While FLUX models may not offer the most predictable experience for standard image-to-image transformations, they truly shine when used for creative upscaling . FLUX architecture excels at enhancing image resolution, making it an excellent choice specifically for this use case.

Advanced techniques

When basic settings aren't enough, these advanced techniques offer more precise control. They help you guide the model more intentionally and get more consistent, reliable results.

Prompt anchoring for structural preservation

One of the most powerful techniques for image-to-image is strategically anchoring your prompt to preserve specific elements.

Original prompt: A landscape with mountains, a pine forest, and a lake.

Anchored prompt: A landscape with mountains, a pine forest, and a lake, watercolor style, autumn colors.

By explicitly describing key elements you want to preserve, you create "structural anchors" that guide the model. This works because the model pays special attention to nouns and concrete objects mentioned in your prompt.

For maximum effectiveness:

  • List all major visual elements you want to maintain.
  • Describe their spatial relationships (e.g., "mountains in the background, forest in the midground, lake in the foreground").
  • Mention distinctive visual features (e.g., "snow-capped mountains", "dense pine forest", "reflective lake").
  • Add these descriptions before any style or modification terms.

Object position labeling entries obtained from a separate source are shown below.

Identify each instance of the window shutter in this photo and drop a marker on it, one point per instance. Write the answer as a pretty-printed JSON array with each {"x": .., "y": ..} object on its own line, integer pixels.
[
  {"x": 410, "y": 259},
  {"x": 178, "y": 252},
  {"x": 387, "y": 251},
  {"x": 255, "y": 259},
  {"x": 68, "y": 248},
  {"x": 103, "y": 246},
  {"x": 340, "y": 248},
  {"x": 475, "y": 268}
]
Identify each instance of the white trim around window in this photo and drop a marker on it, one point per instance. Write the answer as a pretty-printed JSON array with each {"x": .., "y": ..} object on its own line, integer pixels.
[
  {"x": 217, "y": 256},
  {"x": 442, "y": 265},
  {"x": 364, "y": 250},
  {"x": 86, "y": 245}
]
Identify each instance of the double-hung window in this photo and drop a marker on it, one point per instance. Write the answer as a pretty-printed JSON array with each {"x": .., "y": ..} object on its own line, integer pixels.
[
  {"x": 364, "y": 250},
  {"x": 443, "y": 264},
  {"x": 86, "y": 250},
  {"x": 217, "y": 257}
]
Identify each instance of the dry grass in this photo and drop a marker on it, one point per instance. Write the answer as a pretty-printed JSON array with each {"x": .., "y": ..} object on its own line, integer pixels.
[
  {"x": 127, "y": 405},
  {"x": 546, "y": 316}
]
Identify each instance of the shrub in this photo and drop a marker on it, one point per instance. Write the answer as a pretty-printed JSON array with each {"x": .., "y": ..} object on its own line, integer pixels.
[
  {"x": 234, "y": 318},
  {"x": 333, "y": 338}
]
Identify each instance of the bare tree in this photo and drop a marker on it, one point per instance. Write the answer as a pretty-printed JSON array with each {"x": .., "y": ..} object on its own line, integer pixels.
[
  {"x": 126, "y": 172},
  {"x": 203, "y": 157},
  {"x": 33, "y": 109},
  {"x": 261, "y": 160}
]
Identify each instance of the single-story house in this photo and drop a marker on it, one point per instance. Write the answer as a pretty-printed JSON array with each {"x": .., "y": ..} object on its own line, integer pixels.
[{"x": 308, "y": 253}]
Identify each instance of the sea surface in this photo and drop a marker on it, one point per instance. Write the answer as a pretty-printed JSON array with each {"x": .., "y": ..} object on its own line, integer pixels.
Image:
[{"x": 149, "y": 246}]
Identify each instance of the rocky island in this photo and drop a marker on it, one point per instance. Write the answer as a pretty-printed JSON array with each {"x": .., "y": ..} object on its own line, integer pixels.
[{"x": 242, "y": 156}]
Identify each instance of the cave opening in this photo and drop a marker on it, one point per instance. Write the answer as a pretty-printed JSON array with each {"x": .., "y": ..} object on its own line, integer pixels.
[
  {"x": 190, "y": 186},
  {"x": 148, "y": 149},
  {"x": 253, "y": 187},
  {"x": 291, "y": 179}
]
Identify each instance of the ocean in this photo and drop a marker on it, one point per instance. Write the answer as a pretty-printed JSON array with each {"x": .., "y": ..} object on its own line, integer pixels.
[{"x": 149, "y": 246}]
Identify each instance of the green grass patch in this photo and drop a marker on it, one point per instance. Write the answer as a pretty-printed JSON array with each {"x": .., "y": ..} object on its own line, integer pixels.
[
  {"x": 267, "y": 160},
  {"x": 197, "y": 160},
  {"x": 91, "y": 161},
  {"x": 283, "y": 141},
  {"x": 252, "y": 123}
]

Precision transformation through multiple passes

For complex transformations, multiple incremental passes often produce more coherent results than a single high-strength pass. The process involves:

  1. Initial foundation (strength: 0.5-0.7): Establish basic style changes while preserving most structural elements.
  2. Refinement pass (strength: 0.4-0.6): Use the first result as your seed image, reinforcing the desired style changes.
  3. Detail enhancement (strength: 0.3-0.4): Final pass with a prompt emphasizing specific details and quality.

This multi-pass approach offers several advantages. By applying gradual transformations, it avoids drastic structural changes that would be difficult to recover from. Each pass can target a different aspect of the image. It also allows for prompt adjustments between passes based on intermediate results, giving you more control over the outcome. Overall, this leads to a more natural progression of changes and helps maintain visual coherence throughout the process.

Semantic guidance through negative prompts

Negative prompts are particularly powerful in image-to-image for guiding what should be transformed versus preserved.

This approach explicitly tells the model what elements from the original image should be removed, allowing for more targeted and controlled transformations. To use this effectively, include specific attributes you want to change. Using opposites or antonyms (like day -> night or dry -> wet) helps steer the model clearly away from the original look. The key is to be specific and increase CFGScale value so the model can focus on the desired changes.